When asked for comment, an Nvidia spokesperson told TechCrunch that Cosmos is “not designed to copy or infringe on protected works.”
“Cosmos learns in the same way humans learn,” the spokesperson said. “To support Cosmos Learning, we collect data from a variety of public and private sources and are confident that our use of the data is consistent with both the letter and spirit of the law. The facts about how the world works, that is, what the Cosmos Model learns, are not copyrightable or subject to the control of individual authors or companies.”
Aside from the fact that models like Cosmos don’t actually learn the way humans learn, copyright experts say claims like Nvidia’s, which draw support from fair use doctrine, are not subject to judicial oversight. He says it may be unbearable. Whether these companies win will depend largely on how courts decide whether fair use, which allows copyrighted material to be used to create something new as long as it is transformative, applies to AI training. Depends.

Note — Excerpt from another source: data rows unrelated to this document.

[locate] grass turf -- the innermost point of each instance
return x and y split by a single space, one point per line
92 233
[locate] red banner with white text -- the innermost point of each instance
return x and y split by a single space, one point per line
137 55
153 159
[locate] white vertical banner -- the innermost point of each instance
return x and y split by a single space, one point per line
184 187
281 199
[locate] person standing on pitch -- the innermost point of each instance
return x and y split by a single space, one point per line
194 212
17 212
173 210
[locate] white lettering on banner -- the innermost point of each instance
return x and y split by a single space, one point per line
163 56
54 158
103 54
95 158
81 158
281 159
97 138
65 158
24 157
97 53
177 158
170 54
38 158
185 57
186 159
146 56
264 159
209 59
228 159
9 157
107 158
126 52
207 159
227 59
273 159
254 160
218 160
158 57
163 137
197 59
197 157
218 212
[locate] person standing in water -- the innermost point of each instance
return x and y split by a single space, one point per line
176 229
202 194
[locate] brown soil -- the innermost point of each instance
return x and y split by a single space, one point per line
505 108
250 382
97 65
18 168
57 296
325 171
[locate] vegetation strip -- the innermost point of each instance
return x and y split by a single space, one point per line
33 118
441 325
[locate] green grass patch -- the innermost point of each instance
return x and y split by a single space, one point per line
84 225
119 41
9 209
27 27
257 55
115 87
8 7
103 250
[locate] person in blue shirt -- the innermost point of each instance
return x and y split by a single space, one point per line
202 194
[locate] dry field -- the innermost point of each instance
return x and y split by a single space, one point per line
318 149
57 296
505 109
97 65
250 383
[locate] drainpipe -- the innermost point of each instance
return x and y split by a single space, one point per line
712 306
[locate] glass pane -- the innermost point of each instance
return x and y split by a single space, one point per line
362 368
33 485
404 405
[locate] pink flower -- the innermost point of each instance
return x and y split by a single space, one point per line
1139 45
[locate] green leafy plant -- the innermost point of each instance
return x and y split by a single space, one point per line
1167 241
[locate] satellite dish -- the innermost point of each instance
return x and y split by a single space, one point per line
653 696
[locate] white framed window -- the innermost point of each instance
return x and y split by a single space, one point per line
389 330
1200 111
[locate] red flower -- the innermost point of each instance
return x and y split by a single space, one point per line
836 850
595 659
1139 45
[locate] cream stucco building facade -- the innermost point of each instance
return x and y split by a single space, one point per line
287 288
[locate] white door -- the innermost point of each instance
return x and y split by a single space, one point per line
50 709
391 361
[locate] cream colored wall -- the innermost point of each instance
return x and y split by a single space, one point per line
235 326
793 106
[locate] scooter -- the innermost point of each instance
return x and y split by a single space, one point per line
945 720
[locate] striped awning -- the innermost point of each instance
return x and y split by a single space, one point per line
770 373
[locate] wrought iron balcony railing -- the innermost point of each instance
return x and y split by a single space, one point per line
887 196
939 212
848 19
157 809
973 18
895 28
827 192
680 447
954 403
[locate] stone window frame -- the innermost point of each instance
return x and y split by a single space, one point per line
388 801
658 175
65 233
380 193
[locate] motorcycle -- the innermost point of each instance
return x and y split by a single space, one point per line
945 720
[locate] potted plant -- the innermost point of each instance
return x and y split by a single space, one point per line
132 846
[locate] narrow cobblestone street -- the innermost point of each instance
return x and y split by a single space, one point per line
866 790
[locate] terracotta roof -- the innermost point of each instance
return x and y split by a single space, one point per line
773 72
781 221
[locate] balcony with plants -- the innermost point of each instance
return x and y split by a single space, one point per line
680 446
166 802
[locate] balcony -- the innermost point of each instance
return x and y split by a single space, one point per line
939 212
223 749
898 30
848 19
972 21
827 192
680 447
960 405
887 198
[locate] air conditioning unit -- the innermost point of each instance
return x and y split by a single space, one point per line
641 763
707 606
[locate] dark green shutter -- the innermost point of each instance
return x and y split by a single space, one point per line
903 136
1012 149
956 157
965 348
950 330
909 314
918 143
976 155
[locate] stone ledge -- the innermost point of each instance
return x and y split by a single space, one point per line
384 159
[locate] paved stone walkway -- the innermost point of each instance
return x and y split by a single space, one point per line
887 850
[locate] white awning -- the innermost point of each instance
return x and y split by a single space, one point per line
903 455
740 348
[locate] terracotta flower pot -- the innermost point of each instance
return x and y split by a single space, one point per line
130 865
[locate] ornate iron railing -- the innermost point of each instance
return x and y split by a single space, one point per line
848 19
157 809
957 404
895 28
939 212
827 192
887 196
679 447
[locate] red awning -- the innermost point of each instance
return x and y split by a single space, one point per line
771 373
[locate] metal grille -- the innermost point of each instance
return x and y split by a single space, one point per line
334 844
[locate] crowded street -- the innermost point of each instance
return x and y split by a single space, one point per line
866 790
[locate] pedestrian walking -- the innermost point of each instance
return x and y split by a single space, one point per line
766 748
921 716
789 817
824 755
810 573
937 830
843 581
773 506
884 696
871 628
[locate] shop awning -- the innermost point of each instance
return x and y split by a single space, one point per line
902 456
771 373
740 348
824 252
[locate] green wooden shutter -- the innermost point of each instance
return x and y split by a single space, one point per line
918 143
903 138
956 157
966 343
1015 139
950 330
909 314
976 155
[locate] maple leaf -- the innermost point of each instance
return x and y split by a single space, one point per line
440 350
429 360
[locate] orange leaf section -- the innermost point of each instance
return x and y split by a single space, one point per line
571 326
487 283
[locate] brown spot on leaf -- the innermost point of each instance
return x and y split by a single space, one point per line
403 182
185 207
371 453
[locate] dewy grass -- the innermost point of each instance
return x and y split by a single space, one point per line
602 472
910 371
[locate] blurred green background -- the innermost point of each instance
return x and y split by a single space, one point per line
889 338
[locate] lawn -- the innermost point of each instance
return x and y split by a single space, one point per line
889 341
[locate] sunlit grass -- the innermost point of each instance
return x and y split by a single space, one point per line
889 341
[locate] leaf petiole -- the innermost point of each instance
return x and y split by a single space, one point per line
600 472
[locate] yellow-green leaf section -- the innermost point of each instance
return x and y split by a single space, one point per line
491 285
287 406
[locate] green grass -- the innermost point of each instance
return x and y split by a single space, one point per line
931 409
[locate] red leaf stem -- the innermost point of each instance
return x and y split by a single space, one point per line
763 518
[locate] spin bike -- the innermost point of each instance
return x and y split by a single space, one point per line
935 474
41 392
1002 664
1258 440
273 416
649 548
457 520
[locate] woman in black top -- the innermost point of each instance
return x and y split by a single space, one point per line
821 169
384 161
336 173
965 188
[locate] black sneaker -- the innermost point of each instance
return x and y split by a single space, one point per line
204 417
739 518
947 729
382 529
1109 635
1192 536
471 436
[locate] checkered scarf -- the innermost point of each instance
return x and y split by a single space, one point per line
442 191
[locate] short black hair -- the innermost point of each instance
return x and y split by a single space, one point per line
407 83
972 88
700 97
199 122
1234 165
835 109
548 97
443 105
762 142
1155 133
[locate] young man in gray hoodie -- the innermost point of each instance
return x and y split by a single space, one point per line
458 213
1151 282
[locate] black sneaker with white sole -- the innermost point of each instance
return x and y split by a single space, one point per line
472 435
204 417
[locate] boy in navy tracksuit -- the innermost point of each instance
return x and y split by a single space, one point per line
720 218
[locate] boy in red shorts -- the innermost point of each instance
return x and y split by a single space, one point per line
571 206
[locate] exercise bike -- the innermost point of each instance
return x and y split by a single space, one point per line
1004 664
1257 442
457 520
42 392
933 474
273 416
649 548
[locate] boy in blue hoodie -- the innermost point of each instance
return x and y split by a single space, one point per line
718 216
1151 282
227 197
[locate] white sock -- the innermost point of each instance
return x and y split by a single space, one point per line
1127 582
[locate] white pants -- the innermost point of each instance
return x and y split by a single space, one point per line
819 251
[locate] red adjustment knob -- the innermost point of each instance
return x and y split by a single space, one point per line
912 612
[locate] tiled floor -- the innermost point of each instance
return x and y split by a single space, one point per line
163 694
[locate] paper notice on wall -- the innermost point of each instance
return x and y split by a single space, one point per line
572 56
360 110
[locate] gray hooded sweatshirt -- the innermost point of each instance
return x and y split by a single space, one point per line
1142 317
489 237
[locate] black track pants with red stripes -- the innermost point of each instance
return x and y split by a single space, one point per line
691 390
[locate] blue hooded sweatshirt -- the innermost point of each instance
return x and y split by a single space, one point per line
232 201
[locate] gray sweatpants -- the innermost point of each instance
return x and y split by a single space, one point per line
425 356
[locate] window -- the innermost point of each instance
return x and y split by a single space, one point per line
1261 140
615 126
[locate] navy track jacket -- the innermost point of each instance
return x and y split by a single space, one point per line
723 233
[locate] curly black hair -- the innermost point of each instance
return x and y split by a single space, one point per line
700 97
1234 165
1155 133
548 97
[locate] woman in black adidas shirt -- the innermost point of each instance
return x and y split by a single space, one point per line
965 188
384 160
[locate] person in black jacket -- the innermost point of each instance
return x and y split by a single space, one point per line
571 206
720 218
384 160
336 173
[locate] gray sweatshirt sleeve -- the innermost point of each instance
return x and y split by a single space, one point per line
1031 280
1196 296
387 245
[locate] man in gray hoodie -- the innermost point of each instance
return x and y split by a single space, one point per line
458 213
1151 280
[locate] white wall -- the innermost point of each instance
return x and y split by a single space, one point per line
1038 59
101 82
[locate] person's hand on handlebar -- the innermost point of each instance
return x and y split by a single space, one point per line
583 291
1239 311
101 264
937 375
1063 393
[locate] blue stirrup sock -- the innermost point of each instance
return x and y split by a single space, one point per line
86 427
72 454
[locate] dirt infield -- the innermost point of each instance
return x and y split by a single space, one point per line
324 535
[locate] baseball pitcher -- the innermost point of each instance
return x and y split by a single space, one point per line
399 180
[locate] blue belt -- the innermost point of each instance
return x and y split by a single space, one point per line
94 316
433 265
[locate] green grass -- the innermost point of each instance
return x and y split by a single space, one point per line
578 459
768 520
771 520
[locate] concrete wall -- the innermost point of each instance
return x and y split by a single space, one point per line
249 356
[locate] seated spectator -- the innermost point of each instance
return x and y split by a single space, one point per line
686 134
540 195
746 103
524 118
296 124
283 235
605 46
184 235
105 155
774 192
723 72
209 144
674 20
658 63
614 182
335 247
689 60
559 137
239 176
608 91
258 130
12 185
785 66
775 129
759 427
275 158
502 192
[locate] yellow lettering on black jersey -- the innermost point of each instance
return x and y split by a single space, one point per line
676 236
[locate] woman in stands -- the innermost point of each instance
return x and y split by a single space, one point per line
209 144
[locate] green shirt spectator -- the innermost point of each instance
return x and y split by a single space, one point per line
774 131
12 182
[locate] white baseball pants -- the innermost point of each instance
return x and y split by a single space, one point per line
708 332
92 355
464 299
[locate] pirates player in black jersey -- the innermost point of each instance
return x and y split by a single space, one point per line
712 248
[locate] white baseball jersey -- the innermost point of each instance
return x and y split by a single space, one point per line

Nvidia claimed that given text or video frames, the Cosmos WFM model can generate “controllable, high-quality” synthetic data to bootstrap training of models such as robotics and driverless cars.
“Nvidia Cosmos’ suite of open models means developers can customize WFM with datasets such as video recordings of self-driving cars driving or robots moving through warehouses,” Nvidia said in a press release. I’m writing. “Cosmos WFM is purpose-built for physical AI research and development and can generate physically-based video from a combination of inputs such as text, images, video, robot sensor and motion data.”
According to Nvidia, companies including Waabi, Wayve, Fortellix, and Uber will pilot Cosmos WFM for a variety of use cases, from video search and curation to building AI models for self-driving cars. We are already working on it.
“Generative AI is driving the future of mobility and requires both rich data and extremely powerful computing,” Uber CEO Dara Khosrowshahi said in a statement. “We believe that by working with Nvidia, we can significantly accelerate the timeline for safe, scalable autonomous driving solutions for the industry.”
An important thing to note is that Nvidia’s world model is not “open source” in the strict sense of the word. To adhere to one widely accepted definition of “open source” AI, an AI model must provide sufficient information about its design and attribution to allow humans to “substantially” recreate the AI. You must disclose relevant details about your training data, including your training data. How to obtain or license your data.
Nvidia has not released details of its Cosmos WFM training data and has not made available all the tools needed to recreate the model from scratch. Perhaps that’s why the tech giants call their models “open” rather than open source.
“We hope[Cosmos]will do the same thing for the world of robotics and industrial AI as Llama did for the enterprise,” Nvidia CEO Jensen Huang said on stage at a press event Monday. I sincerely hope so.”